Averlo qui, davanti a me è davvero un onore.

«Killian Carter, o per meglio dire Killer», esordisce, allungandomi la mano, che subito stringo.

«È un piacere, signore.»

«Chiamami pure Walt», dice tranquillamente. «Allora, prima amichevole vinta per la Silverleaf, come trovi questo cambiamento?»

«Ci sto ancora lavorando su», ammetto.

Annuisce serio, prendendo un flûte di champagne da uno dei camerieri che gli passa di fianco, mentre io rifiuto con un'alzata di mano. «Sono davvero felice di aver scelto te lo scorso anno. Hai carattere e sei molto agile con i passaggi», spiega. Sorrido, ma poi quella felicità viene spenta quando continua: «Ma devo essere sincero con te, Killian.»

«Certamente, signore.» Qualsiasi cosa serva per migliorare, sono tutto orecchi. Quel contratto me lo sono sudato e non voglio che possa significare per lui motivo di rimpianto.

«Ultimamente si sente molto parlare di te, e non bene.» Merda. «Prima il fattaccio successo in diretta nazionale con la nazionale di hockey e poi l'entrata pesante su Bea Evans in un'amichevole benefica.» Sono fottuto. «Posso comprendere uno sbaglio, ci sta, anche io sono stato giovane, ma ragazzo, lascia che ti dica...» Beve un sorso e poi mi guarda dritto negli occhi. «Ai piani alti non sono per niente felici di questo.»

Chiudo gli occhi per un secondo, sospirando leggermente per non farmi notare da lui. Ho bisogno di quel contratto, come ho bisogno di entrare nella squadra. Riapro gli occhi. «Brandon Evans è stato uno dei primi che ha chiamato la dirigenza per sollevare dei dubbi sul tuo ingaggio.» In questo momento avrei voluto quel bicchiere di champagne solo per mandare giù il groppo in gola. «Io non so...»

«Ho già spiegato via email che ho avuto problemi familiari, durante la partita con la nazionale. Per quanto riguarda invece Bea Evans, mi sono scusato e...»

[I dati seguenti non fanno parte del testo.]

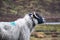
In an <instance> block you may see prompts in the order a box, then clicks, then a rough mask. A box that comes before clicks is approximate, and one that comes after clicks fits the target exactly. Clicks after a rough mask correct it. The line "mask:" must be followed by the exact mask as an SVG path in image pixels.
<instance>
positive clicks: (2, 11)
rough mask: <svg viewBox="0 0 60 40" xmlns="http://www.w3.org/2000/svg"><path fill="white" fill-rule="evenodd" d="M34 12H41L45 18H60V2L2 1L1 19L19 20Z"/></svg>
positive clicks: (0, 14)
mask: <svg viewBox="0 0 60 40" xmlns="http://www.w3.org/2000/svg"><path fill="white" fill-rule="evenodd" d="M33 11H36V12H39V13H40V15H42V16H43V17H52V16H53V17H60V0H0V18H1V17H2V16H3V17H7V18H8V17H9V18H10V17H11V18H12V17H16V19H17V18H18V17H23V16H24V15H25V14H26V13H29V12H33ZM8 15H13V16H8ZM17 16H18V17H17ZM1 19H2V18H1ZM5 19H6V18H5ZM14 20H15V19H14Z"/></svg>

Una mano mi tocca la schiena, per poi sentire: «Eccoti qui.» Mi giro, osservando un paio di occhi blu che mi scrutano e Bea che con un sorriso osserva prima me e poi il signor Bigghie. «Walt.»

«Bea», saluta felice quest'ultimo. Si conoscono? «Stavo parlando con il signor Carter dell'amichevole benefica», spiega senza troppi giri di parole.

Bea si gira a guardarmi di nuovo, poi ritorna con gli occhi su Walter e dice: «Oh, davvero?»

«La sua entrata fallosa su di te, ha fatto quasi venire un infarto al buon vecchio Evans.» Improvvisamente il tono duro di Walter, viene accompagnato da uno sguardo serio nei miei confronti.

Bea intanto resta con il sorriso sulla bocca, senza scomporsi: «Oh ma non era niente di ché, in più l'azione era regolare e Killian non ha fatto altro che il suo dovere in campo, così evitando che segnassi.»